Test out the effects of changing each hyper-parameter separately first to get a feel for what each one does, and then try combining them in different ways. Try to make your exploration systematic, rather than just trying random values, and be sure to take notes of your experiments for your writeup.

Try to improve the performance on the MNIST data set as much as you can before you move on to the more challenging problem below.

Classifying Images of Dogs and Cats

Next we will explore a dataset from a Kaggle competition called Dogs vs Cats. Here is a description of dataset (excerpted from Kaggle):

Web services are often protected with a challenge that's supposed to be easy for people to solve, but difficult for computers. Such a challenge is often called a CAPTCHA (Completely Automated Public Turing test to tell Computers and Humans Apart) or HIP (Human Interactive Proof). HIPs are used for many purposes, such as to reduce email and blog spam and prevent brute-force attacks on web site passwords.

Asirra (Animal Species Image Recognition for Restricting Access) is a HIP that works by asking users to identify photographs of cats and dogs. This task is difficult for computers, but studies have shown that people can accomplish it quickly and accurately.

Asirra is unique because of its partnership with Petfinder.com, the world's largest site devoted to finding homes for homeless pets. They've provided Microsoft Research with over three million images of cats and dogs, manually classified by people at thousands of animal shelters across the United States.

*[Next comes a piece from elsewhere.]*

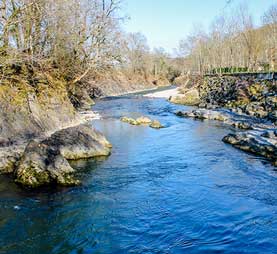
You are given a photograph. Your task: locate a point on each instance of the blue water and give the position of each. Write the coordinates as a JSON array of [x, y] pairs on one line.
[[175, 190]]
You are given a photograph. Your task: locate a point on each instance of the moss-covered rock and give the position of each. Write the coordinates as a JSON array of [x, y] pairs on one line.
[[80, 142], [44, 165], [189, 98]]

The competition website notes that machine classifiers can now score above 80 percent accuracy on this task, so it is no longer considered a safe form of CAPTCHA. You will explore how well you can do using a convolutional deep neural network to solve this task.

Open up the file dogscats_net.py and read through the code that has been provided. I have created a directory containing nearly 25,000 images here:

    /home/mitchell/public/cs63/dogs-vs-cats/

Do not copy these images to your own directory! You can load the images from this directory. But, if you ever do want to store a large dataset, you should save it to /scratch/yourusername/. Files stored here will not count against your quota.

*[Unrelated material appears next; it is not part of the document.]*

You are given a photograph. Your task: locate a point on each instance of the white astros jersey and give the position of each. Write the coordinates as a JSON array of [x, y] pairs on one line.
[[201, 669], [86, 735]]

The images have been re-sized and padded so that they all have a uniform shape of (128, 128, 3). I have provided a read_data function that will read in a specified number of these images, and return a list of input vectors and a list of target vectors that you can use to build your training and testing datasets.

It is your job to come up with a network that does as good a job as you can on this dataset. In addition to the hyperparameters you experimented with for the MNIST data set, you may also want to consider using data augmentation (see here for a simple intro on doing this in tensorflow, though keep in mind you'll need to adapt it for your data and network), or maybe even transfer learning (again the tensorflow docs have a guide, though as always it's up to you to adapt those examples to your own data; even though the example uses a similar dataset to ours, you do not want to copy the code that downloads their (un-pre processed) version of the dataset into your home directory)

Writeup

In the file writeup.tex, you should describe the neural network you built and the experiments you ran. As you work, you should keep track of what network architectures and parameters you have tried and how well they classified the images.

You can edit the writeup.tex file with any text editor. To compile your latex document into a pdf, run the following command:

pdflatex writeup.tex

You can then open the pdf from the command line with the command evince. See last week's lab for more resources on LaTeX, or just google "latex [topic]" to find lots of tutorials. Feel free to use services like sharelatex to edit your latex file.

Submitting

You should use git to add, commit, and push any files that you modify.